The plaintiff did not claim an easement by implication, but this seems an appropriate case for the invocation of this doctrine. The trustees of the Heath Realty Trust, who built the plaintiff's home, appear also to have built the garage. At the time they sold Lot A to Mr. Jackson, they apparently also had constructed the garage on Lot A in such a way that access to it would naturally be had only over the adjoining land which they also owned. These facts would give rise to an easement by implication upon severance of the parcels once held in common over one of which the grantor's intent is presumed to have been to grant an easement for the benefit of the other as determined by the circumstances surrounding the conveyance. Perodeau v. O'Connor, 336 Mass. 472 , 474 (1957), Hurley v. Guzzi, 328 Mass. 293 , 296 (1952). If in ascertaining the parties' intent the circumstances at the time of severance are found to be unclear, the subsequent use of the parcels severed may be revealing of the practical construction given to the conveyance. Bacon v. Onset Bay Assoc., 241 Mass. 417 , 423 (1922). There is no requirement that such easements be shown to be more than reasonably necessary to the use and enjoyment of the severed parcel. Mt. Holyoke Realty Corp. v. Holyoke Realty Corp., 284 Mass. 100 , 105 (1933), See also Flax v. Smith, 20 Mass. App. Ct. 149 , 152 (1985). The plaintiff, however, did not claim an easement by implication in his complaint, but the evidence at the trial showed that this in fact had occurred. The plaintiff shall have ten days after the entry of the decision in this case at his election to conform the allegations in his complaint to the evidence at the trial. After the expiration of the ten day period, a judgment will be entered.

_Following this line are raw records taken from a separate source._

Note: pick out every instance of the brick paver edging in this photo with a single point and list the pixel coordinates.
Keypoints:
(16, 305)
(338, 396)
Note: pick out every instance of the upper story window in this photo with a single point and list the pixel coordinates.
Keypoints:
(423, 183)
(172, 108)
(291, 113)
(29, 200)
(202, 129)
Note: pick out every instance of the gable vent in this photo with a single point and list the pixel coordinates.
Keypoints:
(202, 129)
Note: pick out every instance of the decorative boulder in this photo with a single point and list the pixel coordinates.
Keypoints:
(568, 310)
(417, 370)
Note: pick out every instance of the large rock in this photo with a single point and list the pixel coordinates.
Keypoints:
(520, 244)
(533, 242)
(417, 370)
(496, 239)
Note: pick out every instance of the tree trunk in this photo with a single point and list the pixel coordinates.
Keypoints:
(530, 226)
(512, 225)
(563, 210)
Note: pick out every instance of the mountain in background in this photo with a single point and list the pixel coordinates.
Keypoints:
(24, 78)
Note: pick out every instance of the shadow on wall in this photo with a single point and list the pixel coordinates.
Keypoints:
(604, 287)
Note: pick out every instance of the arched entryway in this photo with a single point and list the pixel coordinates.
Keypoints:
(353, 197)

On all the evidence I find and rule as follows: that the plaintiff's predecessors in title acquired a prescriptive right to use the driveway situated on land of the defendants no later than 1945; that the plaintiff and his predecessors in title never abandoned the rights acquired by prescription and that there is appurtenant to the premises now known as and numbered 45 Heath Street in Brookline, in the County of Norfolk, the right to pass and repass over the driveway, on foot and in vehicles, to and from the garage and Heath Street at its junction with Reservoir Road; and that there also was a right by implication granted to Joseph Jackson by the Trustees of the Heath Realty Trust to use what is now shown as Lot 13 on a plan entitled "Plan of Land in Brookline, Mass." dated December 31, 1945 by H. M. Fletcher (Exhibit No. 3) for said purposes of a driveway, but that such right was not claimed by the plaintiff in his complaint and that he is to have ten days, if he so elects, to amend the complaint to conform with the evidence at the trial. The defendants have requested that the Court make 101 findings of fact and 27 conclusions of law. The Court has not ruled on each of such requests in my belief that this decision sets forth the material facts and the governing law.